| More the merrier' A scene from Dil Chahta Hai in which the character played by Saif Ali Khan is conned by a foreign tourist in Goa
London, Dec. 21: First the good news. Goa has become the favourite destination for British holidaymakers at Christmas.
Now the really bad news. Goa has become the favourite destination for British holidaymakers at Christmas.
If the decline and fall of Spanish resorts is anything to go by, British lager louts will ensure that the former Portuguese colony is very quickly transformed into the “Costa del Goa”.
It was disclosed today that “Goa has overtaken America as the top long-haul Christmas holiday destination. The west Indian state, renowned for its warm weather, long beaches, cheap prices and exotic food, has jumped from third to first spot this year, according to a survey.”
Tourism has always been a controversial issue in Goa.
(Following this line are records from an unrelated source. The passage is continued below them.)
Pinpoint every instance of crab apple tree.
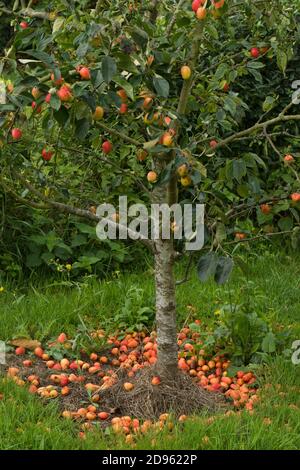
[0,0,300,379]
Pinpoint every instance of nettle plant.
[0,0,300,378]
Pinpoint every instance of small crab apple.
[20,21,29,29]
[180,175,192,187]
[50,73,64,86]
[180,65,192,80]
[23,359,32,367]
[143,96,153,109]
[192,0,202,13]
[147,171,157,183]
[31,101,42,114]
[11,127,22,140]
[259,204,271,215]
[250,47,260,59]
[235,232,246,240]
[161,132,173,147]
[6,82,14,93]
[31,86,41,100]
[102,140,112,153]
[196,7,206,20]
[291,193,300,202]
[136,149,148,162]
[56,84,73,102]
[151,376,161,385]
[123,382,134,392]
[117,88,127,103]
[223,82,229,92]
[177,163,188,177]
[79,67,91,80]
[15,346,25,356]
[93,106,104,121]
[119,103,128,114]
[42,148,53,162]
[34,347,44,357]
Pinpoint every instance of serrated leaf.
[232,160,247,183]
[113,77,134,101]
[277,50,288,73]
[75,118,90,140]
[101,56,117,83]
[50,95,61,111]
[215,222,227,244]
[52,16,65,33]
[153,75,170,98]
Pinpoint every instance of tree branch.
[14,172,154,251]
[0,7,52,20]
[215,103,300,148]
[224,230,293,245]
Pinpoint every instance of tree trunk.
[152,162,178,381]
[155,240,178,379]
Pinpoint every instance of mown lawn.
[0,253,300,450]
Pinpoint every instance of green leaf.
[50,95,61,111]
[21,50,57,70]
[101,56,117,83]
[113,77,134,101]
[131,27,149,49]
[247,60,265,70]
[75,118,90,140]
[53,106,69,127]
[197,253,217,282]
[215,256,233,285]
[232,160,247,183]
[277,50,288,73]
[153,75,170,98]
[215,222,226,244]
[215,63,229,81]
[263,96,276,112]
[278,217,293,232]
[291,227,300,250]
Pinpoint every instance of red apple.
[20,21,29,29]
[102,140,112,153]
[15,346,25,356]
[11,127,22,140]
[250,47,260,59]
[42,149,53,162]
[57,84,73,101]
[57,333,67,344]
[79,67,91,80]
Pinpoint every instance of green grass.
[0,254,300,449]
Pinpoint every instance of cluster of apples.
[8,320,258,421]
[192,0,225,21]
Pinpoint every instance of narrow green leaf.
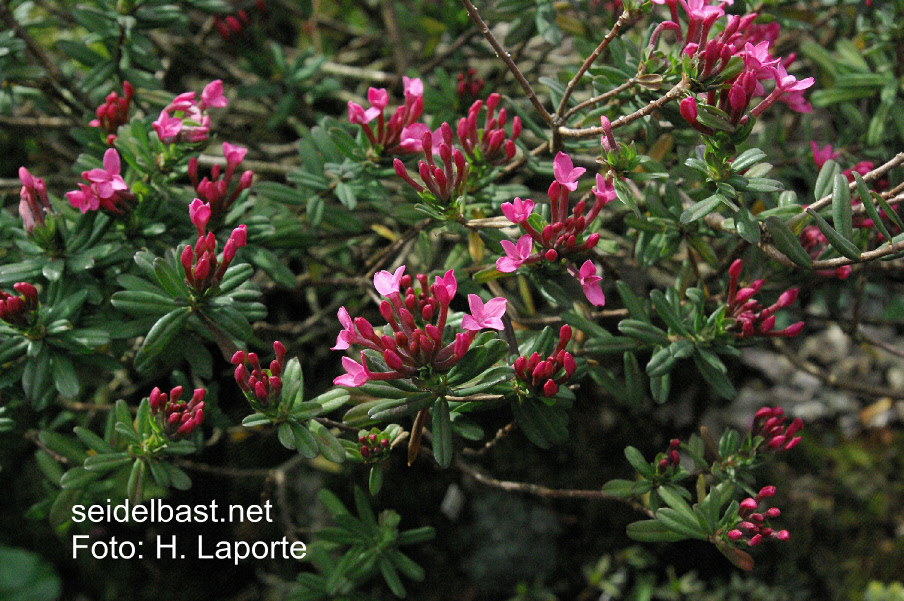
[766,217,813,269]
[807,209,860,261]
[832,173,860,240]
[432,398,454,468]
[853,171,892,244]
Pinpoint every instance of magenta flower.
[333,351,370,387]
[461,294,508,331]
[330,307,357,351]
[501,198,534,225]
[82,148,129,200]
[151,110,182,144]
[578,259,606,307]
[552,152,587,192]
[198,79,228,111]
[374,265,405,296]
[496,234,534,273]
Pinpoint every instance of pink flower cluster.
[650,0,814,135]
[66,148,137,215]
[332,265,507,386]
[180,198,247,294]
[232,340,286,407]
[726,486,791,547]
[725,259,804,338]
[151,79,228,144]
[656,438,681,474]
[88,81,135,146]
[0,282,38,328]
[19,167,53,234]
[496,152,615,306]
[148,386,207,440]
[213,0,267,42]
[348,77,429,154]
[188,142,254,218]
[458,93,521,165]
[799,225,851,280]
[392,123,470,203]
[751,407,804,452]
[513,324,577,397]
[455,69,486,98]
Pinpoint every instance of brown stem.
[556,11,632,118]
[461,0,554,123]
[454,461,653,518]
[559,75,691,138]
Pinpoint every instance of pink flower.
[199,79,228,111]
[223,142,248,168]
[436,269,458,304]
[367,88,389,109]
[330,307,355,351]
[461,294,508,331]
[374,265,405,296]
[82,148,129,200]
[496,234,534,273]
[578,259,606,307]
[501,198,534,225]
[552,152,587,192]
[333,351,370,386]
[151,110,182,144]
[188,198,211,237]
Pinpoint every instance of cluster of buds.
[656,438,681,474]
[19,167,53,234]
[88,81,135,146]
[513,324,577,397]
[151,79,228,144]
[332,265,506,386]
[232,340,286,407]
[188,142,254,218]
[358,428,392,463]
[65,148,137,216]
[348,77,429,154]
[798,222,852,280]
[392,123,470,204]
[458,93,521,165]
[650,0,814,135]
[725,486,791,547]
[455,68,485,98]
[725,259,804,338]
[751,407,804,452]
[148,386,207,440]
[496,152,615,306]
[0,282,38,328]
[213,0,266,42]
[180,198,247,295]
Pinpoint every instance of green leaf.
[813,159,841,200]
[432,397,454,469]
[135,307,191,371]
[766,217,813,269]
[853,171,892,244]
[681,194,727,225]
[832,173,860,240]
[603,480,653,497]
[292,421,320,463]
[807,209,860,261]
[306,420,345,463]
[627,520,687,543]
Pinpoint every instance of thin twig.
[558,75,690,138]
[556,10,632,120]
[454,461,653,518]
[461,0,553,123]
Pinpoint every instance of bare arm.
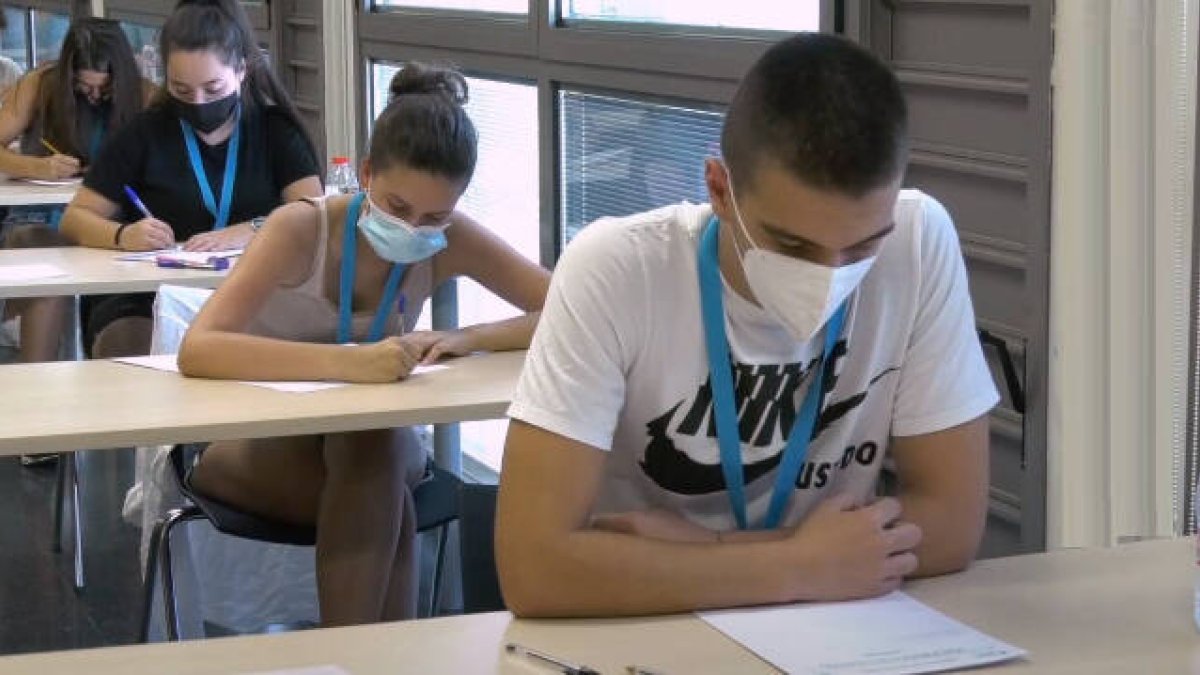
[496,420,919,616]
[890,416,988,577]
[179,198,418,382]
[409,214,550,360]
[0,70,80,179]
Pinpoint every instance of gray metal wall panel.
[866,0,1052,555]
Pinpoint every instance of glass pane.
[374,0,529,14]
[121,22,162,84]
[558,90,722,244]
[563,0,821,32]
[34,12,71,66]
[371,64,541,471]
[0,7,29,71]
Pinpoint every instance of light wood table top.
[0,178,79,207]
[0,352,524,455]
[0,246,226,299]
[0,539,1200,675]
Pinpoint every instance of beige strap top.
[247,198,433,342]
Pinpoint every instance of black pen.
[504,643,600,675]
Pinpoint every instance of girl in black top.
[0,18,154,362]
[62,0,322,357]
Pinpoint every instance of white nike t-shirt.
[509,190,998,530]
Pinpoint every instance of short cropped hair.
[721,32,908,197]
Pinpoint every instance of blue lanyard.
[700,216,846,530]
[88,119,106,165]
[179,108,241,229]
[337,192,404,345]
[88,114,108,165]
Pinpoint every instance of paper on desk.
[17,178,83,187]
[245,665,350,675]
[697,591,1025,675]
[0,258,67,281]
[113,354,448,394]
[116,246,245,264]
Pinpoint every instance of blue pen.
[124,185,154,219]
[155,256,229,271]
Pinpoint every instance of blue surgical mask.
[359,193,446,264]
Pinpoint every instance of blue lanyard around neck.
[698,216,846,530]
[337,192,404,345]
[179,108,241,229]
[88,121,104,163]
[88,113,108,165]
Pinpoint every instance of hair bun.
[388,62,468,106]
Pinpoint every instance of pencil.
[42,138,64,155]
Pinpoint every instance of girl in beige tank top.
[179,64,550,626]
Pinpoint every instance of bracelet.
[113,222,133,249]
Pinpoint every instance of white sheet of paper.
[114,246,245,264]
[18,178,83,187]
[0,263,67,281]
[697,591,1026,675]
[113,354,449,394]
[245,665,350,675]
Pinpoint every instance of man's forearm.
[898,495,983,577]
[497,530,800,616]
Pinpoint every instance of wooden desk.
[0,246,226,299]
[0,539,1200,675]
[0,352,524,455]
[0,178,79,207]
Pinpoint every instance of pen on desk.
[504,643,600,675]
[121,185,154,219]
[42,138,66,155]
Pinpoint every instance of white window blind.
[559,90,724,244]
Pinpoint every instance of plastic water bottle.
[142,43,162,83]
[325,157,359,196]
[1192,478,1200,631]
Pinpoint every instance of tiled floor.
[0,450,142,653]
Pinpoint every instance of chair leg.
[158,509,204,643]
[50,455,67,554]
[430,522,450,619]
[70,452,84,592]
[139,520,166,644]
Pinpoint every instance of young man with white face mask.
[497,34,997,616]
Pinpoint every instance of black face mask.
[170,91,241,133]
[76,94,113,114]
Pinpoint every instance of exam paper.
[17,178,83,187]
[238,665,350,675]
[113,354,449,394]
[697,591,1026,675]
[0,263,67,281]
[116,246,245,264]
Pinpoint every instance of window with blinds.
[563,0,821,32]
[32,10,71,67]
[0,7,29,71]
[372,0,529,14]
[0,6,71,71]
[559,90,724,245]
[372,64,540,471]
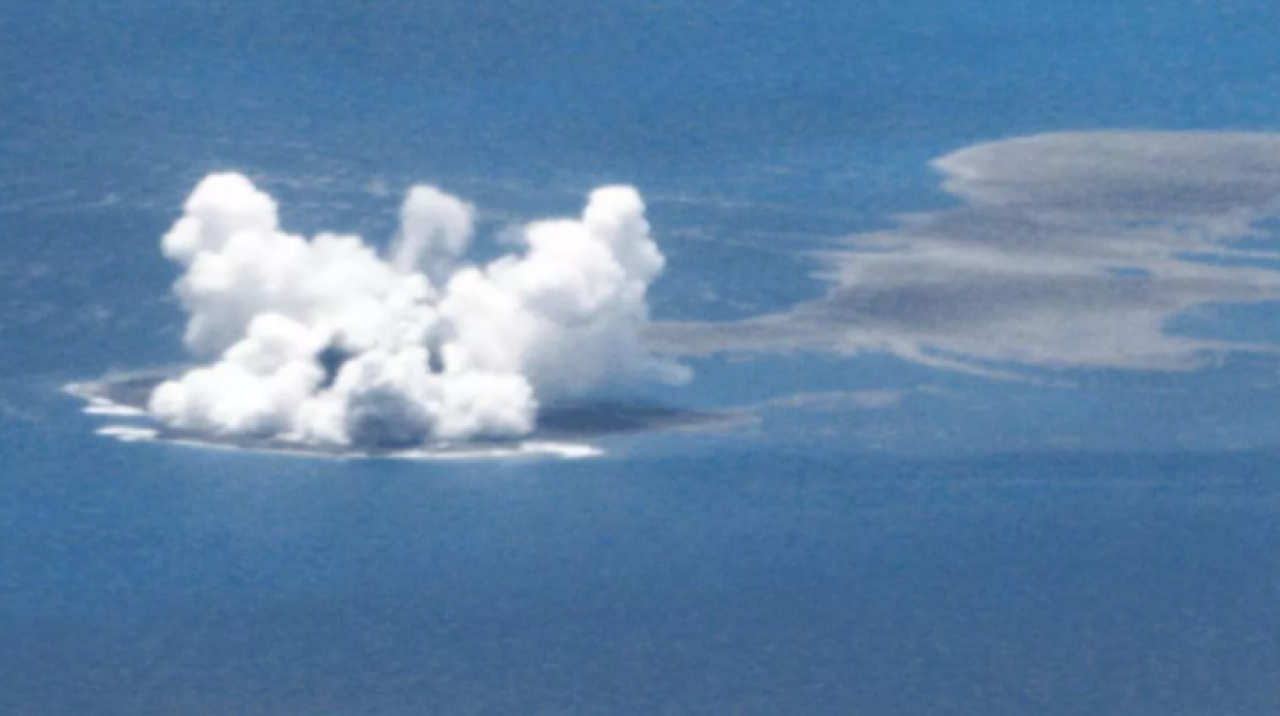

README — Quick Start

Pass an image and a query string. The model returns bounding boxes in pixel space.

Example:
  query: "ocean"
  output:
[0,0,1280,716]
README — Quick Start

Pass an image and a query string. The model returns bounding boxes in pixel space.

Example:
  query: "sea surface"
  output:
[0,0,1280,716]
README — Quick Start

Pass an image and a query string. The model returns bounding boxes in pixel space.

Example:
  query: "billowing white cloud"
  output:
[148,174,687,448]
[652,132,1280,373]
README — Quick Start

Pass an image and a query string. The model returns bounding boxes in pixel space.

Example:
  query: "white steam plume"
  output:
[150,174,687,448]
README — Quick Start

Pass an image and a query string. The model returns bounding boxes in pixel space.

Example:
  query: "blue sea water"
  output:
[0,0,1280,716]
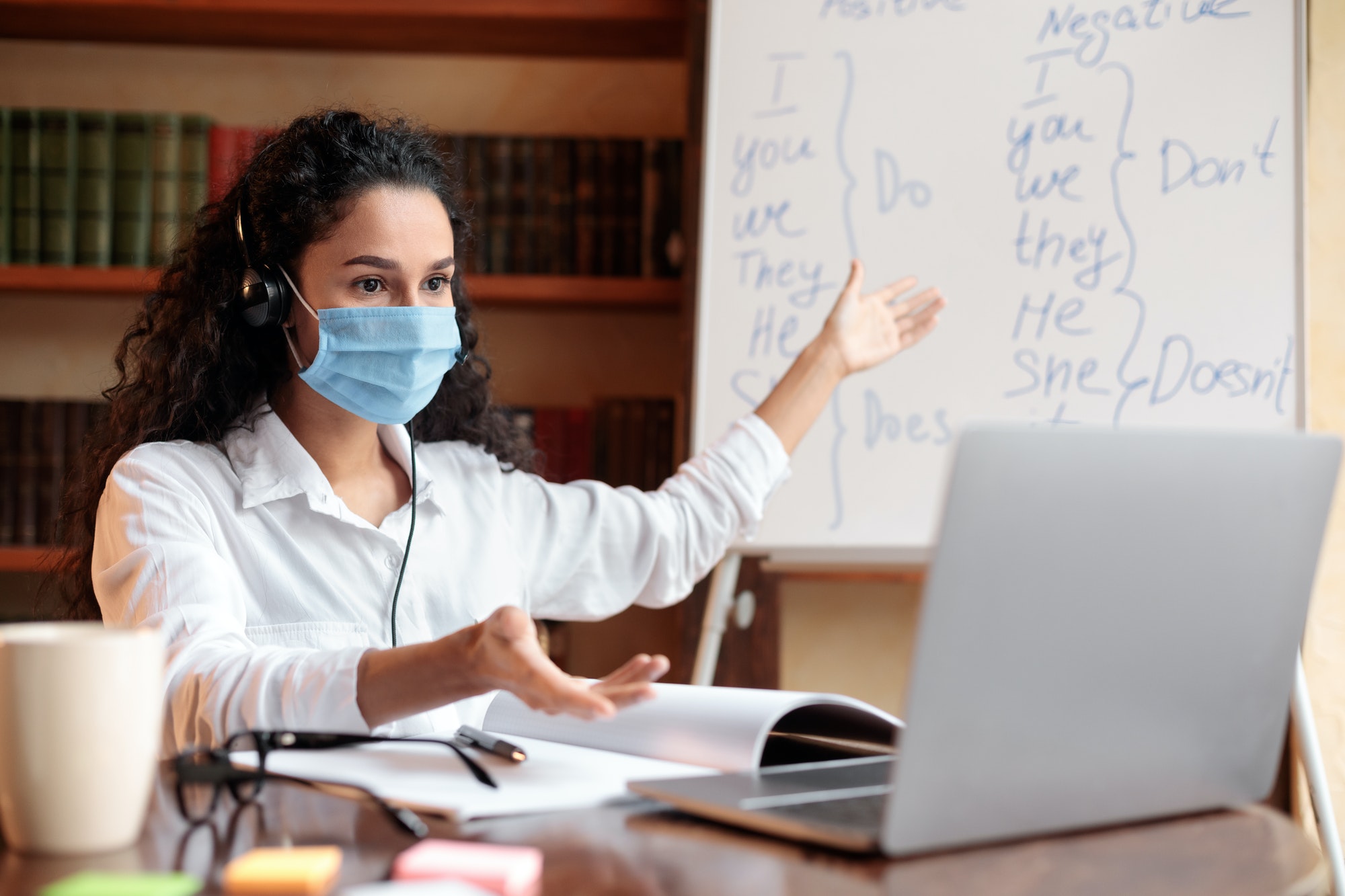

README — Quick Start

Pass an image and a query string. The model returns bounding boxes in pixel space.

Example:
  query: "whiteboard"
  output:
[693,0,1302,551]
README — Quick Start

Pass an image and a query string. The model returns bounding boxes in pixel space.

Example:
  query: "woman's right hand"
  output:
[355,607,668,728]
[464,607,668,719]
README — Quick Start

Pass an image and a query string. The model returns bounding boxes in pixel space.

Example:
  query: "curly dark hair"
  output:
[52,109,531,619]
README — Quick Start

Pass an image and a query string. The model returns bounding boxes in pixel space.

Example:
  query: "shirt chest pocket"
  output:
[243,622,370,650]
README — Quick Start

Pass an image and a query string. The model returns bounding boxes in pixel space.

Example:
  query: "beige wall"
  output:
[1303,0,1345,850]
[780,579,920,716]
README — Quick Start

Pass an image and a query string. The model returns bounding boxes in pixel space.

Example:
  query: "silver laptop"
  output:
[631,425,1341,856]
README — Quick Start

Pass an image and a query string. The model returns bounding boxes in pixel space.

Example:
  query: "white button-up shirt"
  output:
[93,407,788,754]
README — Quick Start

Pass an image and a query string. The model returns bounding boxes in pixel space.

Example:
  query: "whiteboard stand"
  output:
[1290,653,1345,896]
[691,551,742,685]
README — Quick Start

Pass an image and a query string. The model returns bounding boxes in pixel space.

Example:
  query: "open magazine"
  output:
[257,685,901,821]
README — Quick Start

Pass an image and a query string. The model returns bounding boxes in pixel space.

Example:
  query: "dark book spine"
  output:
[590,401,611,482]
[550,137,574,274]
[149,112,182,265]
[533,137,557,273]
[9,109,42,265]
[646,398,675,491]
[510,137,537,273]
[533,407,566,482]
[178,116,210,246]
[36,401,66,545]
[654,140,686,277]
[463,136,490,273]
[206,125,238,202]
[605,398,631,486]
[574,140,597,276]
[38,109,79,265]
[616,140,644,277]
[112,112,153,268]
[565,407,593,482]
[593,140,621,277]
[13,401,39,545]
[56,401,93,541]
[0,106,13,262]
[487,137,514,273]
[75,112,113,268]
[0,401,23,545]
[625,398,650,491]
[640,140,662,277]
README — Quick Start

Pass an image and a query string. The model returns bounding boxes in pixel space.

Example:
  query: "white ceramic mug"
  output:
[0,623,164,854]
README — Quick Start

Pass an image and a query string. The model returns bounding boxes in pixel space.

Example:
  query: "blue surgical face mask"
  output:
[280,268,463,423]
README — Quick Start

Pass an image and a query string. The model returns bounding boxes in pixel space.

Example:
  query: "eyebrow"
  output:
[344,255,453,270]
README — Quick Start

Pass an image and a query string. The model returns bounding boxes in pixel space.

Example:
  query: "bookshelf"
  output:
[0,265,682,311]
[0,0,737,685]
[0,0,686,58]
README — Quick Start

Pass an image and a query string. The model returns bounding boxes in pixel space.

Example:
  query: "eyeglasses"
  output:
[174,731,499,837]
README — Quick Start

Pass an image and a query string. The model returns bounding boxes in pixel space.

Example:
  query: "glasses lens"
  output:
[176,749,219,822]
[225,732,266,803]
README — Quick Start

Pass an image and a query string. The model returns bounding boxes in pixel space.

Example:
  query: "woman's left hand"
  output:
[756,258,947,454]
[819,258,948,375]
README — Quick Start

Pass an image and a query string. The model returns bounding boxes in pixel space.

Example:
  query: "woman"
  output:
[62,110,943,752]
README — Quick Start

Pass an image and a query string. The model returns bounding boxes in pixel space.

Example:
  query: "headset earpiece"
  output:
[234,198,291,327]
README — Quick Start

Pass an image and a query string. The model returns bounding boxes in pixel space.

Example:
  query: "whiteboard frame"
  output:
[687,0,1309,567]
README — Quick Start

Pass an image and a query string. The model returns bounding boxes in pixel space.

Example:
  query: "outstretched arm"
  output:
[756,258,947,454]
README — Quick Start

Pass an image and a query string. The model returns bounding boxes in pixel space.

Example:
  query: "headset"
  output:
[234,196,293,327]
[234,195,416,647]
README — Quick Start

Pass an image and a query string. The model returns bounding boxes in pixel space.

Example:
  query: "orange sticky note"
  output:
[223,846,340,896]
[393,840,542,896]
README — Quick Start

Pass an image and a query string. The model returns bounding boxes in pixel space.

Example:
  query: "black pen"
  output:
[457,725,527,763]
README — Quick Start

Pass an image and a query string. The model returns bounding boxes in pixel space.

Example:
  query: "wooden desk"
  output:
[0,758,1328,896]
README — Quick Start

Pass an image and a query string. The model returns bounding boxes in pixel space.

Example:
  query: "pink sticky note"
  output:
[393,840,542,896]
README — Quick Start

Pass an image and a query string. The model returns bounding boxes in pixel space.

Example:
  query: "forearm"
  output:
[356,624,498,728]
[756,337,846,454]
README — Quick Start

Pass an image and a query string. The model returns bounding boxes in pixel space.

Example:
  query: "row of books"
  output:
[440,134,686,277]
[0,398,674,545]
[0,108,685,277]
[0,108,210,266]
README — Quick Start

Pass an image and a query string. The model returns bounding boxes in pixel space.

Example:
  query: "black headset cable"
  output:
[391,419,416,647]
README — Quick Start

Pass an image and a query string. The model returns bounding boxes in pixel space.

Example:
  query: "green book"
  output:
[149,112,182,265]
[0,106,13,265]
[9,109,42,265]
[178,116,210,238]
[112,112,153,268]
[38,109,79,265]
[75,112,113,268]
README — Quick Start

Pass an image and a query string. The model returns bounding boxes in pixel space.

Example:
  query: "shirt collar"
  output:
[223,402,434,513]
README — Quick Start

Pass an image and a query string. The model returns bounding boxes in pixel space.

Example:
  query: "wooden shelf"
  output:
[0,545,68,572]
[0,0,686,58]
[0,265,682,311]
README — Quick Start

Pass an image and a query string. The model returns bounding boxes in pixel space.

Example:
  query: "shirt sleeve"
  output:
[502,414,790,619]
[91,446,369,754]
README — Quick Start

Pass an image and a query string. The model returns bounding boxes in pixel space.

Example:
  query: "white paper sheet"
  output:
[482,685,901,771]
[252,737,713,821]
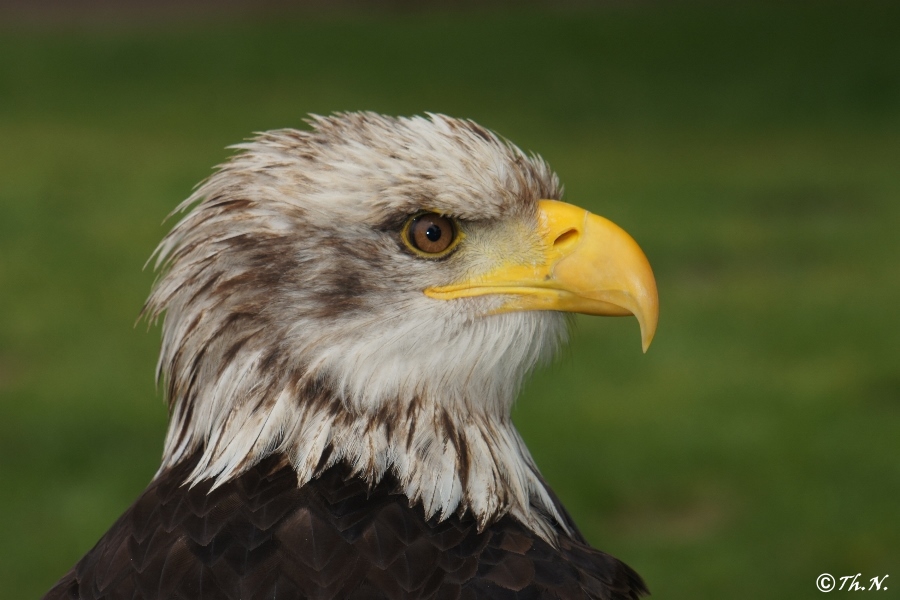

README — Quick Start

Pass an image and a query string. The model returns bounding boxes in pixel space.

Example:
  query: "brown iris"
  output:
[404,213,457,255]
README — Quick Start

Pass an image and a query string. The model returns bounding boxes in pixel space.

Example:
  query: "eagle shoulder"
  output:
[44,456,647,600]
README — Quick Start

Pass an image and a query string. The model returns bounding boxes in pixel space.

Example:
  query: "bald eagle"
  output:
[45,113,658,600]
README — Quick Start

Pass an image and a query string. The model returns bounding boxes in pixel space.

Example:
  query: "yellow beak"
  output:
[425,200,659,352]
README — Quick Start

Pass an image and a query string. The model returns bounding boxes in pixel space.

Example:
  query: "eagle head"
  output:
[146,113,658,539]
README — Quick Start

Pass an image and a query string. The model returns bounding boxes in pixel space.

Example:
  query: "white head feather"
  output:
[146,113,566,539]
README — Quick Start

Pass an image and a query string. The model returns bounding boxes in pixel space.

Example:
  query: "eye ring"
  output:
[400,211,463,258]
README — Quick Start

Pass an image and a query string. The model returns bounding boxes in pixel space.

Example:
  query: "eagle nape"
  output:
[45,113,658,600]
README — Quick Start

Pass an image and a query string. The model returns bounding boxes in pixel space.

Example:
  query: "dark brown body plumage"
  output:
[44,457,646,600]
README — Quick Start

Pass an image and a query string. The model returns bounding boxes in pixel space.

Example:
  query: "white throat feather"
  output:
[145,113,567,541]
Although it clearly provides a huge boost for the local economy and creates thousands of new jobs, it has long been alleged that water is diverted away from locals towards western tourists who live in new hotels.
It has also been claimed that large tracts of land, which contain the hotels for westerners (and wealthy Indian visitors), are locked off to poorer sections of the local communities.
Although Goa has also become popular with Germans, Scandinavians and other Europeans, it is the behaviour of a section of British holidaymakers that will cause most concern. Such Britons tend to get seriously drunk and find novel ways of making a nuisance of themselves.
On the Greek island of Faliraki, for example, police are kept busy by the alcohol-fuelled antics, often sexual, of young British men and, increasingly, women.
The Spanish island of Ibiza has become notorious for the “anything goes” attitude of young Britons, whose cultural experience consists of going from one drinking club to the next during the night and then sleeping off the effects during the day.
Although it is important not to portray all young Britons as drunken yobs, the British themselves recognise they have more than their fair share.
All this is quite separate from the strain on natural resources caused by mass tourism. Today’s report should certainly provoke the local authorities in Goa to be aware of the consequences of a sharp rise in the number of British tourists ' Indians with Indian passports are not allowed to fly on chartered flights from the UK to Goa (in case they use them as a cheap way of visiting their relatives in India).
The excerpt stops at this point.